The worm turned in 1965, when the Orioles began an 11-season streak of finishing ahead of New York. Suddenly, they were the game's model franchise, and the Yankees were a faded mess.
In the late 1970s, the Yankees came roaring back with a star-laden team, bought with owner George Steinbrenner's war chest and whipped along by tempestuous manager Billy Martin. Those teams waged great divisional battles, with the Orioles and their understated efficiency offering a stylistic counterpoint.
The rivalry flickered in the late 1980s and early 1990s, with both teams enduring humiliating seasons and neither able to crack the postseason. But that all changed in 1996 and 1997, when the Orioles — backed by sellout crowds in an acclaimed new ballpark and stocked deep by free-spending owner Peter Angelos — joined the Yankees in the playoffs each season.
The Maier game — when the 12-year-old reached over the fence to block Orioles outfielder Tony Tarasco from catching a fly ball by Derek Jeter, which was ruled a home run — gave the Yankees an advantage they'd never relinquish in the 1996 American League Championship Series.
The Orioles seized the edge in 1997, when they became the only team to break up an 11-year run of Yankees division titles. It was hard to imagine at the time that Baltimore wouldn't see another playoff game for 15 years.
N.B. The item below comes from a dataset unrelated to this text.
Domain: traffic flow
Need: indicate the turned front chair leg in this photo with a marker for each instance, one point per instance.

"They were fierce. We had some crazy games here," said Yankees manager Joe Girardi of the 1996 and 1997 series he played against the Orioles as a Yankees catcher. "They were great, and you think about the caliber of players they had here, you know. You obviously had Cal Ripken [Jr.], and they had [Rafael] Palmeiro, and they had [Roberto Alomar], and they had a number of great players here. They've played extremely well again, and I think it's good for baseball."
End of the arms race
Angelos seemed to take seriously the idea of going toe-to-toe with Steinbrenner. For a time, in the late 1990s, the Orioles had the highest payroll in the history of the game. They went after big-name stars such as Albert Belle in part to keep them away from New York.
But this arms race turned out to be folly. The Orioles collapsed on a foundation of wasted draft picks and ill-advised signings. The Yankees, meanwhile, combined financial muscle with sound player development, home-growing a generation of stars that included Jeter, Mariano Rivera and Andy Pettitte.
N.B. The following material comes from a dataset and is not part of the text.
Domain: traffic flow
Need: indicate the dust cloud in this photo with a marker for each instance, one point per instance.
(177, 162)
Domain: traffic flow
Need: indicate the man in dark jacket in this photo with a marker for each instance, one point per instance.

Sure, they also kicked Baltimore in the teeth by dropping tens of millions of dollars to buy the Orioles' best pitcher, Mussina, and later, a cherished free agent from Severna Park, Mark Teixeira. But money was only part of it. Orioles fans knew deep down that the Yankees were simply better at every aspect of running a baseball franchise.
To make matters worse, every time the Yankees came to town in those grim years, the stands at Camden Yards filled with dudes in pinstripes, shouting for "Jeetah" in their trademark New York accents.
There were fleeting moments for the Orioles, like Opening Day 2002, when they smacked Roger Clemens around in a 10-3 win. But it never seemed a real fight — at least not until this year.
Perhaps Showalter foreshadowed the change last season with his feisty comments in "Men's Journal," saying that Jeter ticked him off by manipulating umpires.
Whatever it was, the Orioles have won every series in Yankee Stadium this year. They wiped out the Yankees' 10-game lead and allowed them little separation throughout the final month. On Sept. 6, they authored one of the season's signature moments, pounding the New Yorkers for six home runs as a raucous home crowd celebrated the win and the unveiling of Cal Ripken Jr.'s sculpture at Camden Yards.
"The fact they played the Yankees even up this year, you better believe there's a mutual respect now," Powell said. "They do not take the Orioles lightly."